This is quite some novel. The quote that prefaces White Tears ends with the line ‘I didn’t know right from wrong’ and somehow the story of Seth, a recording engineer obsessed with sound, who makes his own recording equipment sensitive enough to pick up voices from the past, unfolds into a tale that brings history into the present forcing old wrongs out into the light in a way that offers no redemption. What has happened is always happening, remnants of old sound waves reverberating around us, waiting for us to tune into their frequency.
So whilst the novel is about music, most specifically the blues, it is also about race and the history of black slavery and oppression in America. The white tears are those shed by the privileged, desperate to make up for the behaviour of their ancestors but unwilling or unable to part with their winnings.
The old song Seth picks up on his equipment pours the past into his ears and those of his partner, Carter, the youngest of the rich and influential Wallace family who built their wealth in the South through the labour of the unfairly imprisoned or badly paid black man. Longing to hear authentic sound, the two young men find themselves living the authentic suffering that infuses the blues they love so much.

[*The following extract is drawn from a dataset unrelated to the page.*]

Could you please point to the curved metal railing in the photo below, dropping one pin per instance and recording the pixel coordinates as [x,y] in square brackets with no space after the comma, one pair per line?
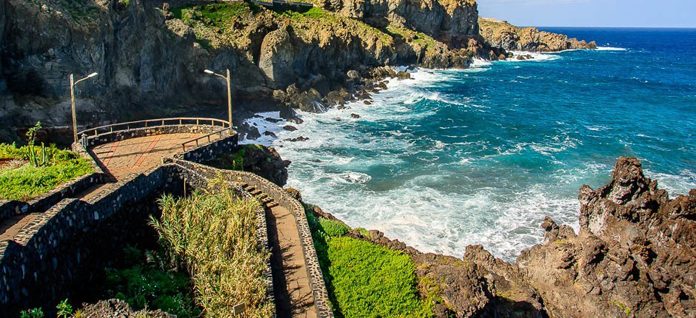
[152,123]
[97,132]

White Tears is part detective story, part cautionary tale and a definite new contributor to the great American novel. From the first pages I felt myself drawn in, there was a feeling of Paul Auster-like biblical puzzle, and a love of language, a respect for the sound of words that draws you through some dark and magical storylines.
By the end my teeth are on edge, my heart has worked its way into my mouth, and I no longer know what is right or wrong, how any of us can hope to understand or atone for a past whose black tunes sing right out of our white noise.
White Tears is an impressive and frightening novel that wonders when we’ll be able to step inside a human skin and forget its colour; when we’ll be able to protect the dispossessed rather than those with money. However we try to bury the wrongs of the past, in White Tears it can never be fully erased, its angry buzzing always whining at the edges of our conscious hearing.